Finding the Nth Item on a List
Sometimes, first is not the be all and end all. Here, we look at locating duplicate matches in a list. By Liam Bastick, Director with SumProduct Pty Ltd.
Query
I am trying to find the position of the nth item in a list rather than the first necessarily. How do I do this?
Advice
Sometimes first is not always best. You might wish to locate the seventh item on an invoice or the third sister to attend school, etc. Presently, Excel has no standard function for this although the first match can be found easily using the MATCH function:
MATCH(lookup_value,lookup_list,[match_type])
which returns the relative position of the first item in a list that (approximately) matches a specified value (see >Are Things LOOKing UP for INDEX and MATCH? for more details). It is not case sensitive (see Finding an EXACT Match for more details on case sensitive matching).
Let’s consider the following example which comes from the attached Excel file:
Imagine we wished to locate the position in the list of the third occurrence of the letter “a”. This occurs in row 22, which happens to be the eighth item in the list, i.e. the position is 8.
This calls for an array formula:
{=IFERROR(SMALL(IF(List=”a”,ROW(List)-MIN(ROW(List))+1),n),”")}
In this case, List would be the column vector F15:F24 and n would be 3, viz.
Arrays were discussed previously in Array of Light. Essentially, array formulae perform multiple calculations on one or more of the items in an array and are entered using CTRL + SHIFT + ENTER (the braces, “{” and “}” then appear, they cannot be typed in). Array formulae can return either multiple outputs or a single result. There are two types:
- Formulae that work with an array or series of data and aggregate it, typically using SUM(), AVERAGE(), MIN(), MAX() or COUNT(), to return a single value to a single cell. Microsoft calls these single cell array formulae.
- Formulae that return a result in to two or more cells (there are various formulae that will do this including MINVERSE(), LINEST() and TRANSPOSE()). These types of array formulas return an array of values as their result and are referred to as multi-cell array formulae.
The solution here is an example of a single cell array formula. It returns a single value after aggregating a range of data.
How it Works
To understand how this formula works, let’s look at the formula from inside to out starting with ROW(List)-MIN(ROW(List))+1. The ROW() function takes the row number so ROW(List)-MIN(ROW(List))+1 calculates the position of an element in List relative to the first item in the list (e.g. if the list started on row 1, then the second item on the list would be ROW(Row 2)-MIN(ROW(e.g. Row 1))+1) which would be 2-1+1 which equals 2.
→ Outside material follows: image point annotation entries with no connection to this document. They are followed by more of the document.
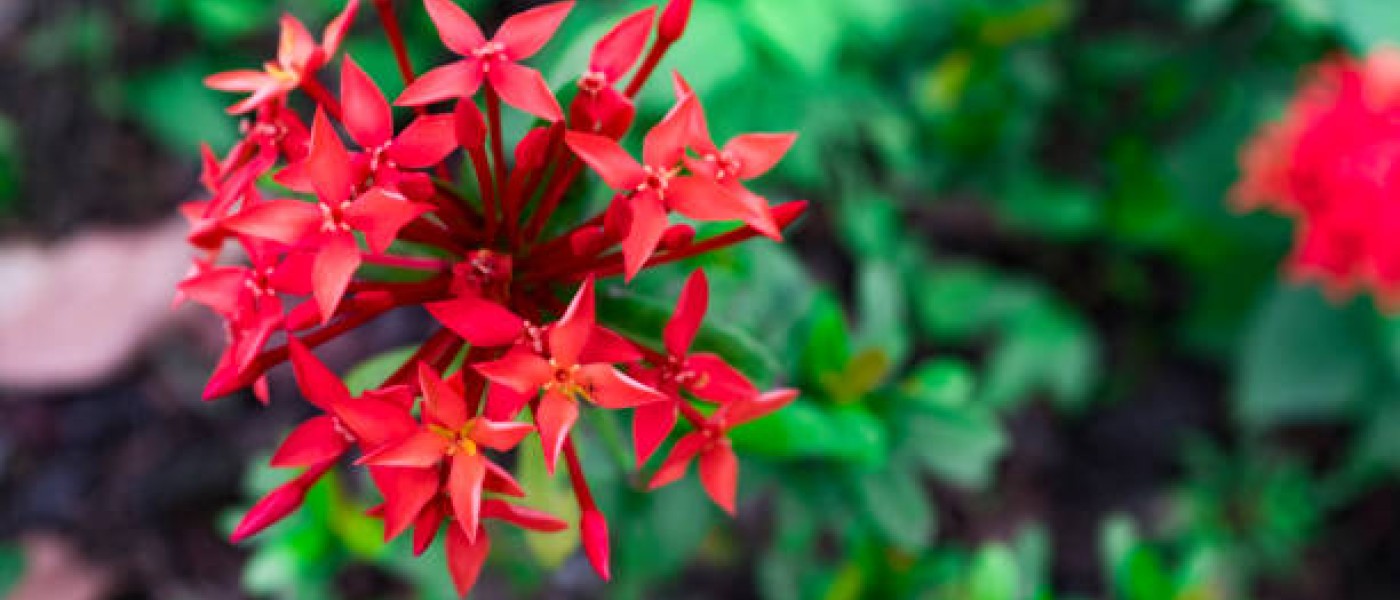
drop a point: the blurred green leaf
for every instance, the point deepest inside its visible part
(373, 371)
(898, 506)
(1304, 358)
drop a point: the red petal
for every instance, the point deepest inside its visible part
(332, 273)
(650, 425)
(471, 125)
(759, 151)
(426, 527)
(504, 403)
(464, 488)
(426, 141)
(479, 320)
(648, 224)
(422, 449)
(381, 214)
(465, 557)
(286, 221)
(408, 495)
(441, 404)
(217, 288)
(612, 389)
(315, 441)
(322, 388)
(520, 369)
(525, 88)
(367, 113)
(665, 144)
(500, 437)
(521, 516)
(524, 34)
(720, 474)
(594, 530)
(335, 31)
(690, 308)
(674, 20)
(458, 30)
(605, 346)
(676, 463)
(454, 80)
(619, 49)
(328, 165)
(556, 416)
(608, 160)
(569, 336)
(240, 81)
(758, 407)
(718, 382)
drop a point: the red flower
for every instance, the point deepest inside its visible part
(563, 378)
(298, 58)
(494, 60)
(1334, 167)
(359, 232)
(718, 466)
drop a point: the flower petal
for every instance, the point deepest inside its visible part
(690, 308)
(556, 416)
(720, 474)
(454, 80)
(570, 333)
(332, 273)
(524, 34)
(520, 369)
(608, 160)
(458, 30)
(525, 88)
(479, 320)
(315, 441)
(650, 425)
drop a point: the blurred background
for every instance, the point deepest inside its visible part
(1040, 357)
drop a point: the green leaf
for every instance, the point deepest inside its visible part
(1042, 348)
(884, 316)
(553, 495)
(959, 445)
(1302, 360)
(941, 383)
(178, 109)
(1368, 24)
(373, 371)
(994, 575)
(828, 348)
(896, 505)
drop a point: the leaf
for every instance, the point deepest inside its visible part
(373, 371)
(959, 445)
(1302, 360)
(942, 382)
(1042, 348)
(1368, 24)
(178, 109)
(828, 347)
(884, 316)
(994, 575)
(896, 505)
(553, 495)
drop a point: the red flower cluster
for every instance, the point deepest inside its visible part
(513, 291)
(1333, 164)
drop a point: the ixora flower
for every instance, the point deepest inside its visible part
(296, 213)
(1333, 165)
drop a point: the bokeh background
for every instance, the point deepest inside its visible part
(1040, 357)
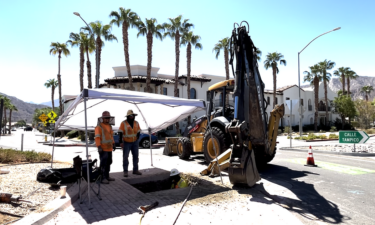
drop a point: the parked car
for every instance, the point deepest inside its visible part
(144, 140)
(28, 129)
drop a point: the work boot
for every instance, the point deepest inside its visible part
(105, 181)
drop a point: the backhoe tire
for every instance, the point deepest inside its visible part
(262, 159)
(220, 140)
(184, 148)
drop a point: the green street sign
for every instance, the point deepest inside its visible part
(353, 137)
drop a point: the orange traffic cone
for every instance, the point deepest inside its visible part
(310, 159)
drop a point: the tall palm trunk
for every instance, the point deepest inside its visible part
(59, 81)
(81, 66)
(274, 86)
(326, 101)
(226, 58)
(10, 121)
(88, 69)
(149, 61)
(188, 56)
(52, 96)
(98, 53)
(316, 100)
(177, 49)
(125, 40)
(5, 120)
(348, 83)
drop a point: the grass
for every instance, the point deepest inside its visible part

IF(List=”a”,ROW(List)-MIN(ROW(List))+1) produces an array of positions which contain the letter “a”, i.e. {1,4,8,9} in our example list. It should be noted that it is commonplace in array IF() formulae not to specify what should happen if the condition is false (it is assumed the value is FALSE or nil).
The SMALL(List,n) function finds the nth smallest value in a list. Therefore, in our formula SMALL(IF(List=”a”,ROW(List)-MIN(ROW(List))+1),n) this finds the nth smallest item, so the third smallest value of {1,4,8,9} is 8.
Finally, IFERROR(SMALL(IF(List=”a”,ROW(List)-MIN(ROW(List))+1),n),”") uses IFERROR() to return “” (i.e. an empty cell) if we are looking for the nth item in the list where n is larger than the number of items in the list. This stops #NUM! being returned as a value and makes the formula ‘tidier’.
Since the formula considers a range of cells, this needs to be entered as an array formula – hence the braces.
Word to the Wise
If you want to find the nth value from the bottom up (instead of from the top down), use the LARGE() function instead of the SMALL() function.